Тут же оговорюсь, что нелепо давать ретроспективные советы истории. И конечно, драматически порывистый способ исторического продвижения глубоко свойствен России и является одной из черт ее своеобразия. Однако сама возможность иного варианта позволяет трезвее и спокойнее рассмотреть духовные конфликты прежнего и нашего времени. Соотнесение русской истории с историей Польши очень помогает в этом. «Промежуточность» Польши и тесная связь ее судьбы с нашей позволяют нам легче усваивать существенные стороны мирового уклада жизни, столь отличного от нашего и неприемлемого без опосредования в быту близкой, понятной и контактной нации.

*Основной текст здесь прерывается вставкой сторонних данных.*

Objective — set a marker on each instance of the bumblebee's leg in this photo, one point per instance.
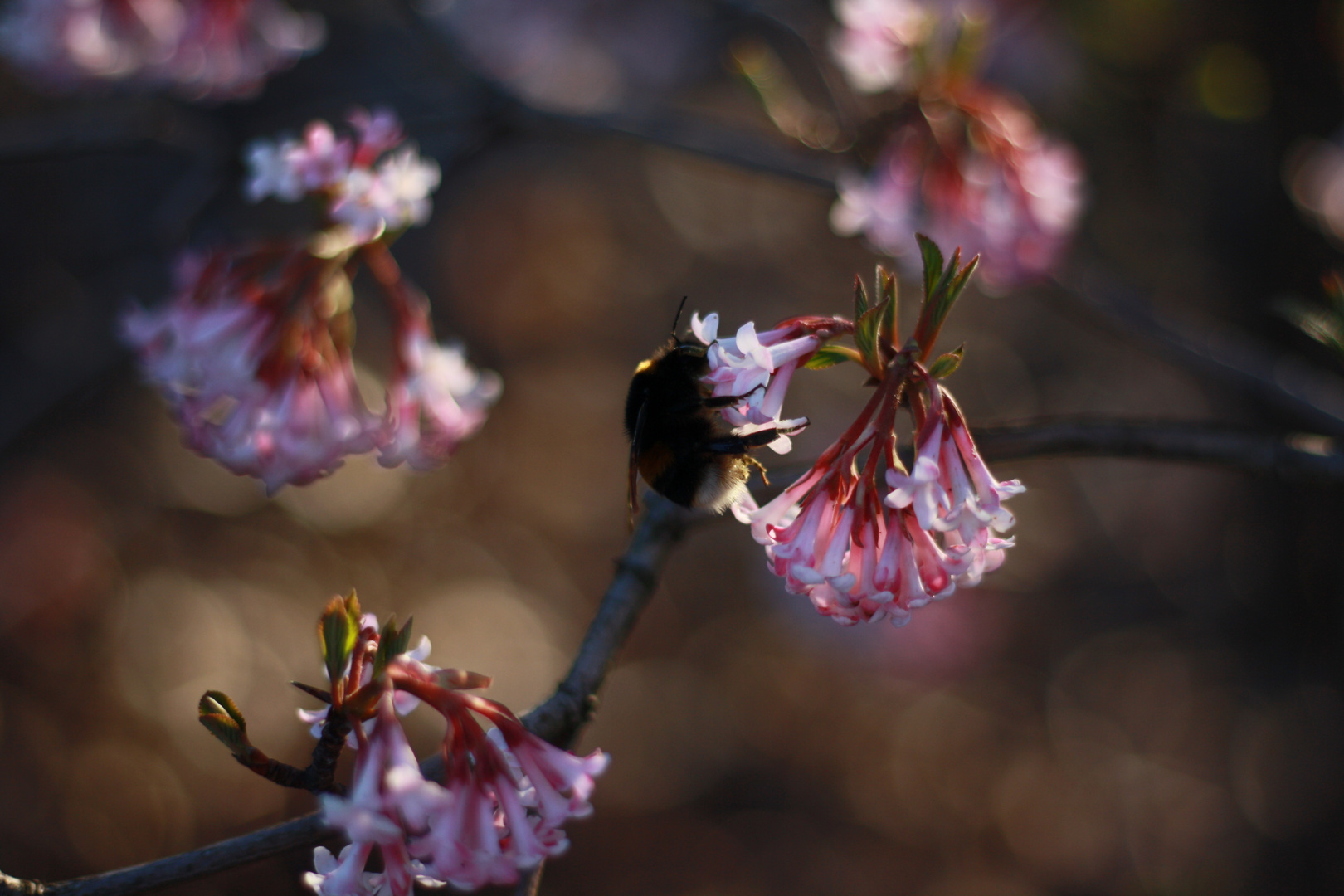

…Первого апреля было «свенто» – польская Пасха. Я посетил трех моих приятельниц и сейчас, почти тридцать лет спустя, с грустным удовольствием читаю полустертые записи в растрепанной книжке о том, как гулял по кладбищу с панной Эрисей, как практичная и простодушная Ванда говорила, что станет моей женой, только если я приму католичество, и возмущалась с самоуверенностью польской панны:
– Не хочешь быть католиком ради меня?!
И как с горделивым бешенством встретила меня милая Зося.
Я теперь понимаю, почему упомянуты эти имена на страницах моих записок.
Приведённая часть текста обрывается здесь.